By Nicholas Larkin
Nov. 20 (Bloomberg) -- Gold rose in London as tumbling stocks worldwide and data signaling a deeper recession increased bullion's appeal as an alternative investment.
European and Asian equities fell. The benchmark MSCI World Index slumped to its lowest since 2003 while yields on two-year Treasury notes reached an all-time low. Japanese exports declined the most in almost seven years and U.S. consumer prices dropped the most on record.
``We've seen equity markets back under pressure again,'' James Moore, an analyst at TheBullionDesk.com, said by phone today. ``We're starting to see some more investment in safe-haven assets. People are still expecting gloomy data.''
Gold for immediate delivery gained $14.85, or 2 percent, to $749.40 an ounce as of 1:14 p.m. in London. December futures were $12.50, or 1.7 percent, higher at $748.50 in electronic trading on the Comex division of the New York Mercantile Exchange.
The metal fell to $745.25 in the morning ``fixing'' in London used by some mining companies to sell production, from $762 at the previous afternoon fixing. Gold, heading for a third weekly gain, has slipped 28 percent since reaching a record $1,032.70 an ounce in March.

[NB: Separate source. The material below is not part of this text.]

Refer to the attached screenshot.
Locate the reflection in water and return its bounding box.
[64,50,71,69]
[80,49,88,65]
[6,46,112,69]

The U.S. Federal Reserve will probably cut interest rates to zero percent over the next two months to staunch deflation, JPMorgan Chase & Co. said in a note to investors. The Bank of England signaled yesterday it's prepared to cut rates further, after reducing the main rate to the lowest level since 1955.
U.S. Unemployment
U.K. retail sales fell for a second month in October as rising unemployment and the financial crisis dissuaded shoppers from spending. A U.S. report at 1:30 p.m. London time may show first-time claims for jobless benefits in the country stayed near a seven-year high last week, while total benefit rolls in the prior week probably rose to the highest level since 1983, according to a Bloomberg survey.
``The return of investment interest into gold ETFs is encouraging,'' Moore wrote in a note today. Gold's failure to rise above $765 an ounce yesterday ``suggests the metal is vulnerable to another test lower.''
Gold in the SPDR Gold Trust, the largest exchange-traded fund backed by bullion, increased by more than 3 metric tons to 752 tons as of today, according to data on the company's Web site. Assets held in exchange-traded funds managed by ETF Securities Ltd. gained 1.3 percent to 1.540 million ounces on Nov. 18, its Web site showed.
Bullion demand increased 18 percent to 1,133.4 tons in the third quarter from a year earlier, as lower prices encouraged purchases by jewelers and as investors sought a haven, the World Gold Council said yesterday. So-called identifiable investment, which includes purchases through ETFs and of bars and coins, climbed 56 percent.
Auto Woes
Among other metals for immediate delivery in London, silver added 1.7 percent to $9.415 an ounce. Platinum fell $6.50, or 0.8 percent, to $811.50 an ounce and palladium was $1.50, or 0.8 percent lower, at $182 an ounce.
Japan's Finance Ministry today said auto shipments fell 15 percent in October, while Nissan Motor Co. has said that second- half profit will fall to ``zero'' as a recession pushes U.S. vehicle sales to the lowest annual tally in 15 years. Automakers account for more than 60 percent of global platinum consumption, according to estimates by metals refiner and trader Johnson Matthey Plc.
``Investors have a window of opportunity to buy'' platinum as subdued supply growth from South Africa may keep the metal in deficit until 2012, Edison Investment Research wrote in a note. Platinum will average $1,350 an ounce in 2009, it said.